日本特許法は、一の出願で特許出願が可能な発明は発明の単一性の要件を満たす発明と規定(日本特許法第37条)している。一方、拒絶理由通知以降、特許請求の範囲に対して発明の単一性の要件の範囲を越える補正を認めれば既に行なわれた審査結果などの活用が難しくなるという問題があり、迅速な権利付与が難しくなることがある。

このような理由により、日本特許法で拒絶理由通知後の特許請求の範囲の補正に対して発明の単一性の要件のような制限をおくために導入された規定がシフト補正の禁止規定である。このようなシフト補正の禁止規定は補正前後において発明の特別な技術的特徴を変更する補正を禁止する規定といえる。

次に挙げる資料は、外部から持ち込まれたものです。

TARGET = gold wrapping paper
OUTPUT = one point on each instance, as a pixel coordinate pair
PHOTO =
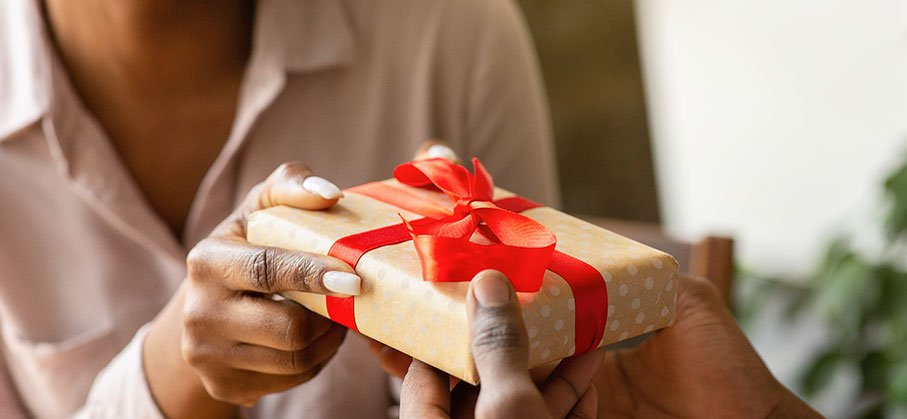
(427, 320)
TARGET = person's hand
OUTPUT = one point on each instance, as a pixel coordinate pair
(225, 334)
(702, 366)
(501, 351)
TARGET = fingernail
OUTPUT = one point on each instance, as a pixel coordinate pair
(342, 282)
(441, 151)
(321, 187)
(491, 291)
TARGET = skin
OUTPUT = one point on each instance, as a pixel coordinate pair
(162, 78)
(702, 366)
(158, 72)
(167, 73)
(500, 347)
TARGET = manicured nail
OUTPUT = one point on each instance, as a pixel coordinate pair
(441, 151)
(491, 290)
(321, 187)
(342, 282)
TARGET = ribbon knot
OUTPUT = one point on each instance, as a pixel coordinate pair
(520, 247)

以下、日本特許法におけるシフト補正の禁止規定およびシフト補正の禁止規定と関連性が深い発明の単一性判断について詳述する。

II.発明の単一性

1.内容

「2以上の発明が同一または対応する特別な技術的特徴を有している」場合、単一性の要件を満たす。少なくとも先行技術と同一または先行技術に周知技術を加えた程度のものは特別な技術的特徴と認められない。審査対象は請求項1から請求項順に特別な技術的特徴を見出すことによって決定される。ただし、直前請求項の発明の特定事項を全て含むものに限る。

2.例示

例えば、下記の図1(A)の従属関係がある場合、特別な技術的特徴を見出すものは請求項4までである。そして、どの請求項で特別な技術的特徴を見出したかによって審査対象が異なることとなる。下記の図1(A)の従属関係においては図1(B)のように審査対象が決定される。


したがって、前記図1(A)の従属関係で請求項2以降に特別な技術的特徴が見出された場合および請求項全てから特別な技術的特徴が見出されなかった場合、審査対象とならない請求項が発生するので、単一性違反の拒絶理由が発生することとなる。

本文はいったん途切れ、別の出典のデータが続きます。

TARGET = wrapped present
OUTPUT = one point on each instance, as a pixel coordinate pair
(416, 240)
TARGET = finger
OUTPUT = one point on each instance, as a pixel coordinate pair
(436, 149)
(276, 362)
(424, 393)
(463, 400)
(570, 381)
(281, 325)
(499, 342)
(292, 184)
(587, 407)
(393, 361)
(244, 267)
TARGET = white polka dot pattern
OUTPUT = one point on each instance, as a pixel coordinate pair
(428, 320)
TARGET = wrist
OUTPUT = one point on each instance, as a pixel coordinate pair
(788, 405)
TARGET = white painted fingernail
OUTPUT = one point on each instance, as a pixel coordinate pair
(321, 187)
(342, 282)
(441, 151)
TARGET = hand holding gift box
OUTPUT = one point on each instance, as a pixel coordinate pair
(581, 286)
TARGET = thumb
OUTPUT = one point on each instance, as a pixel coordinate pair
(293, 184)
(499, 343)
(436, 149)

特別な技術的特徴を有する請求項を見出す段階では、直前の請求項の発明の特定事項を全て含むものでも、次の請求項が直前の請求項と技術的関連性および課題の関連性が低い場合には、特別な技術的特徴を見出す作業を中断する場合がある。

3.適用時期

2004年1月1日以降の出願に適用される。

4.実務上の注意点

(1)権利化したい発明を請求項1から優先度が高い順に段階的に記載し、(2)従属項は多重引用項として作成するのが望ましい。

III. シフト補正の禁止規定

1.内容

特許請求の範囲に対する補正時、補正前に特許性が判断された発明と補正後の発明とが単一性の要件を満たす必要がある。これをシフト補正の禁止規定といい、この規定を違反した補正を行った場合、拒絶理由が通知される。また、最後の拒絶理由通知に応答する補正または拒絶決定不服審判請求時の補正がこの要件を満たさない場合には補正却下の対象となる。

2.例示

上記図2(A)のような補正前後の請求項間の関係がある場合、全体を通じてどの請求項から特別な技術的特徴が見出されたかによって、補正後の請求項の審査対象が変わる。

例えば、上記図2(A)の補正前後の関係に対しては、図2(B)のように審査対象が決定される。したがって、補正前に見出された特別な技術的特徴を有する請求項の発明の特定事項の全体または補正前に特別な技術的特徴を有する請求項がない場合には、補正前に審査を受けた最も大きい請求項番号を有する請求項の発明の特定事項の全体を含むように補正後の請求項を作る必要がある。

従来は、単一性違反の拒絶理由通知を受けた場合、審査されなかったグループを残す補正が許容されたが、現在は禁止されている。

3.適用時期

2007年4月1日以降の出願に適用される。

4.実務上の注意点

(1)補正前の特別な技術的特徴を有する請求項における発明の特定事項の全体が補正後の請求項に含まれたかを確認しなければならない。

(2)シフト補正と判断されない範囲をより広く確保するためには、特別な技術的特徴が探索される直列的な従属項には不要な特徴を加えないことが望ましい。

(3)審査されなかったグループに対して審査を受けたい場合または一部の発明の特定事項を削除したい場合は、分割出願を考慮することができる。